Websites for writers and publications like WritersWeekly.com are filled with information about scams perpetuated upon writers. We see everything from “contests” that bilk money from aspiring writers to markets that never pay the promised compensation. One subject that’s rarely discussed is scams perpetuated by writers.

Often, a new writer will come up with innovative “out-of-the-box” ideas for promoting a book without realizing that (a) they may actually hurt sales and (b) it’s been done many times before. “Scam” is probably too harsh a word for many of these ideas, but some of them are downright unethical and illegal. That’s what we’ll focus on in this article.
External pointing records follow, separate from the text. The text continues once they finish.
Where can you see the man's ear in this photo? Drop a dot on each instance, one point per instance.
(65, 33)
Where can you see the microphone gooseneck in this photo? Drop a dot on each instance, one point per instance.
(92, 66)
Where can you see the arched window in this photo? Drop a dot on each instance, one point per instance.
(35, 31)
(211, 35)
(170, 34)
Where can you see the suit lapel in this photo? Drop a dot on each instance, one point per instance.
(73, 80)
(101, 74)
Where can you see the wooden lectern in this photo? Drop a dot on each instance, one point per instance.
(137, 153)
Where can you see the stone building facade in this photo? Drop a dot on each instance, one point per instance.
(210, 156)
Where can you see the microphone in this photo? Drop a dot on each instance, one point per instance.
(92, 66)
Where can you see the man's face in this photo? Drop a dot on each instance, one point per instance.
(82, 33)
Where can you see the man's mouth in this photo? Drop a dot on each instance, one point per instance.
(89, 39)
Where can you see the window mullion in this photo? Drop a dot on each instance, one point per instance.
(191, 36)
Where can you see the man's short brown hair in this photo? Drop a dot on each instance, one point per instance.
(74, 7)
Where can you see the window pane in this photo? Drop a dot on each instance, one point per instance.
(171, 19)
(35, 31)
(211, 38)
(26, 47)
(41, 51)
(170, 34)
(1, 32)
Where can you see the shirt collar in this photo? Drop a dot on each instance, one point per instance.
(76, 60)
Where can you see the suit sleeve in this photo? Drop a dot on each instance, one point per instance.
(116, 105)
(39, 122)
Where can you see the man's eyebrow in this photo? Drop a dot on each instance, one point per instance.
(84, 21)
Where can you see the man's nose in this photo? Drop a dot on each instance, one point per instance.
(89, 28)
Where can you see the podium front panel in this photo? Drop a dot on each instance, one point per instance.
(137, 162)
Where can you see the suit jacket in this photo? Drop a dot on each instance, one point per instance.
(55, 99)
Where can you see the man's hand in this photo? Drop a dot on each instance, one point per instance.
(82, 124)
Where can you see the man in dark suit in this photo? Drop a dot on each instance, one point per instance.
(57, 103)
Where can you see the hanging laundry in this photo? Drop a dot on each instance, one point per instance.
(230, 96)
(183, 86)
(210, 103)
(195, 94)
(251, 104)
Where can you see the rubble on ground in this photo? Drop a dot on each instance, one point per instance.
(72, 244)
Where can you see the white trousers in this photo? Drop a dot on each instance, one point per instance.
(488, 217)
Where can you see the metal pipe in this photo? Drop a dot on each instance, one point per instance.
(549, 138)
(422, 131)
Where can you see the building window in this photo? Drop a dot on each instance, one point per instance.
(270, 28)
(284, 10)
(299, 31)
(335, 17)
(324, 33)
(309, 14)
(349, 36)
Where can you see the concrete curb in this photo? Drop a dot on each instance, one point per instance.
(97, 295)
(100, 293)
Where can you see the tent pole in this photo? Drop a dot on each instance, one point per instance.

The book buyers at the big chains like Barnes & Noble and Borders have seen it all. It’s hard to pull anything on them that hasn’t already been tried. You may assume that owners of small, independent bookstores exist in a vacuum, but that isn’t the case, either. Over 1,200 independents are members of the American Booksellers Association, and members communicate through newsletters and online members-only message boards.

Do we really do this? Yep. There are regional book shows around the country, and owners of bookstores do sit around and share tales of scam artists and unethical book signing conduct. If you own or manage a bookstore, I’d recommend joining your regional association. My home state of Montana is claimed by two regional associations: Mountains & Plains Independent Booksellers Association (MPIBA) and Pacific Northwest Booksellers Association (PNBA).

Some authors have placed false orders for their own books through bookstores, hoping to pump up sales. Since most POD (Print On Demand) books are non-returnable, they figure the store will be stuck holding the bag and that they can pocket the royalties on the “sales.” This is actually inaccurate. Bookstores that are the victims of this scam WILL return the books and they WILL receive credit from the distributor or publisher. If they don’t, the bookstore will alert their fellow bookstore owners and everyone else in the industry to not do business with that distributor, publisher, and author. If your book is involved in this type of scam, you can kiss your future as an author goodbye, because nobody will do business with you. There are blacklists of authors in the industry and they are shared.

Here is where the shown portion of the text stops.